The goings-on in the states with public sector unions have me fuming just a bit. These actions reconfirm my support of Right to Work laws like we have here in Virginia. Some of my career has been as a practicing civil engineer with the Soil Conservation Service’s watershed program designing flood control dams. In the engineering profession, from college to membership in professional societies, an engineer is discouraged from being involved with unions. It is considered unprofessional to bargain collectively, as that is something a professional in any field should be able to do on his or her own.
I do value freedom of association, and I support a person’s right to join or not join a union. I abhor, however, compulsory unionism. That is one reason why I enjoy living here in Virginia and was disappointed when the State Senate turned its thumb down this year on putting our Right to Work law into the state’s Constitution.
Public sector unions have been a 50-year mistake in the United States. A crucial distinction has been lost in the arguments over the proposals made by Wisconsin Governor Scott Walker. Government unions are not the same as private sector unions in any sense.
Traditional, private sector unions were born out of an often-bloody adversarial relationship between labor and management. It was said that in World War I, our soldiers had better odds of surviving on the front lines than miners did in the West Virginia coal mines. Mine disasters were frequent and deadly – a Monongahela mine explosion in 1907 claimed the lives of 362 West Virginia miners. Before unionization and many other New Deal-era reforms (FDR opposed the idea of government employee unions), the federal government had little power to reform these poor conditions by legislation. But government unions have no such horror story on their side supporting their reason for existence.
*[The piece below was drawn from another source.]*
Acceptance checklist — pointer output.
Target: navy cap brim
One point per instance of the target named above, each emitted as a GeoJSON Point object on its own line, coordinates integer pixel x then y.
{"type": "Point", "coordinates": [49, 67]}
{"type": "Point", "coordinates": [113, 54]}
Government workers were making good salaries in 1962 when President Kennedy lifted the federal ban on government unions. Civil-service regulations and other laws had guaranteed good working conditions for federal employees for generations. I know, as I was one of them, having started with the government in 1953 as a student. The argument for public sector unions was never made on moral, economic or intellectual grounds. It was always political.
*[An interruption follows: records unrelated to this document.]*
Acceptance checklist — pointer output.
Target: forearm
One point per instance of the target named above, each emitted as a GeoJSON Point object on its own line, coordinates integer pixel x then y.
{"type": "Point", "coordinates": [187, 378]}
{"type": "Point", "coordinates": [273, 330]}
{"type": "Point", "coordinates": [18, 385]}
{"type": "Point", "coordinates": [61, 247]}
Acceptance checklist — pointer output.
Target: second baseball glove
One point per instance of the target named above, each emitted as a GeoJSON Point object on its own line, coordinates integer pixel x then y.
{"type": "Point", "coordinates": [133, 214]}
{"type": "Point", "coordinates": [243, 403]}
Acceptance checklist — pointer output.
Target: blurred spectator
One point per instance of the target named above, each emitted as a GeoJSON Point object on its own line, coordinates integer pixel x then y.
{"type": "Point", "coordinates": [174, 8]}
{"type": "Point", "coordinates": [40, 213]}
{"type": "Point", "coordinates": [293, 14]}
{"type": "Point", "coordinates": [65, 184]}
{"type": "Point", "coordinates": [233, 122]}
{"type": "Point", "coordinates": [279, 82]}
Traditional organized labor, the backbone of one of our two major political parties, was beginning to lose ground. As Daniel DiSalvo wrote in “The Trouble With Public Sector Unions” in the fall issue of National Affairs, JFK saw how in states such as New York and Wisconsin, where government unions were already in place, local liberal politicians benefited both politically and financially, so he took the idea national.
His plan worked perfectly. Public union membership skyrocketed, and government union support for JFK’s party skyrocketed with it. From 1989 to 2004, the AFSCME (American Federation of State, County and Municipal Employees) gave nearly $40 million to candidates in federal elections with 98.5 percent of that money going to the Democrat party according to the Center for Responsive Politics.
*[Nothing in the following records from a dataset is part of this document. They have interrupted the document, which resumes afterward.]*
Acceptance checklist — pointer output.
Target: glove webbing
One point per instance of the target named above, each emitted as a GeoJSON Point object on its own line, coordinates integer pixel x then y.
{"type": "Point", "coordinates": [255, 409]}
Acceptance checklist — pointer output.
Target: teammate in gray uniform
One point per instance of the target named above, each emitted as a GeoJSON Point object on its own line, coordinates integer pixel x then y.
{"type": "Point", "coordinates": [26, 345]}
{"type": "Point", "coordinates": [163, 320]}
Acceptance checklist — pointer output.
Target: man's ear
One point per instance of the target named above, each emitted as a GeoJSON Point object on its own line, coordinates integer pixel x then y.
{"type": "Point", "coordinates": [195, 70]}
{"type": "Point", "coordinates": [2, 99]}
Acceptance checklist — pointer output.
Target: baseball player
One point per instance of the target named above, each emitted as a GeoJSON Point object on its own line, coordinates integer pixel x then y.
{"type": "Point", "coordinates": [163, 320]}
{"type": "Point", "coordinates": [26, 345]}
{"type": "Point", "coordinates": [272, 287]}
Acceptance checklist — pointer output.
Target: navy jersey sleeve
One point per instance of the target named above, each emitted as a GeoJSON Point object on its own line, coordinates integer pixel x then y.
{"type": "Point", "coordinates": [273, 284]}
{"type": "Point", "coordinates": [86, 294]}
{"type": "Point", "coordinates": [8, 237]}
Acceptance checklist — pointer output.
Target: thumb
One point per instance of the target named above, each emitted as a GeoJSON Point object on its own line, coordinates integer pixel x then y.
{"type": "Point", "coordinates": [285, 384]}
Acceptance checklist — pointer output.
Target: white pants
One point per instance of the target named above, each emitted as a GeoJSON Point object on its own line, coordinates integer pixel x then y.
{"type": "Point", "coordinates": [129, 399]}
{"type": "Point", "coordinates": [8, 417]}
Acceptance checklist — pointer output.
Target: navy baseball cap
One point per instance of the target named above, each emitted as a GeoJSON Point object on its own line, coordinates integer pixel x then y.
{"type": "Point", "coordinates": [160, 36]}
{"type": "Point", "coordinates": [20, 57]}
Why would local government unions give so much in federal elections? Because government workers have an inherent interest in boosting the amount of federal tax dollars their local governments get – public unions are the nation’s foremost advocates for increased taxes at all levels of government.
This gets to the real problem with government unions. Wisconsin labor officials note they have already given in to many of their governor’s specific demands, but they do not want to lose their right to collective bargaining – something the Governor is not advocating by the way. But in my opinion, losing the right to collective bargaining is exactly what should happen.
Private-sector unions fight with management over an equitable distribution of profits. Government unions negotiate with friendly politicians over taxpayer’s money putting the public interest at odds with union interests, just as we have seen in states such as California and Wisconsin, exploding the cost of government until we are at the breaking point today. California’s public sector pension costs soared 2000 percent in the last decade thanks to unions.
Labor-politician negotiations can’t be fair when unions can put so much money into campaign spending. Victor Gotbaum, a leader in the NY City chapter of AFSCME, summed up the problem in 1975 when he boasted, “We have the ability, in a sense, to elect our own boss.” Don’t you wish we could all do that?
It’s terribly unwise to have government employees bargaining with their government employer. It creates a dysfunctional system where growing government becomes its own reward. The Cato Institutes Michael Tanner notes that federal education spending has risen by 188 percent in real terms since 1970, but we have seen no significant improvement in test scores. I doubt that the number of student enrolled has risen by 188 percent in that time period, which might justify such an increase. And why is the federal government involved with education in the first place? Isn’t education a state and local responsibility? That is another issue entirely. Look at our nation’s Constitution.
Many states and cities face the clear potential of bankruptcy today. They must make large cuts in government spending. The states in the worst financial position tend to be those with public employee unions. Curbing union excesses in these state would be a huge start in bringing financial stability back to those taxpayers.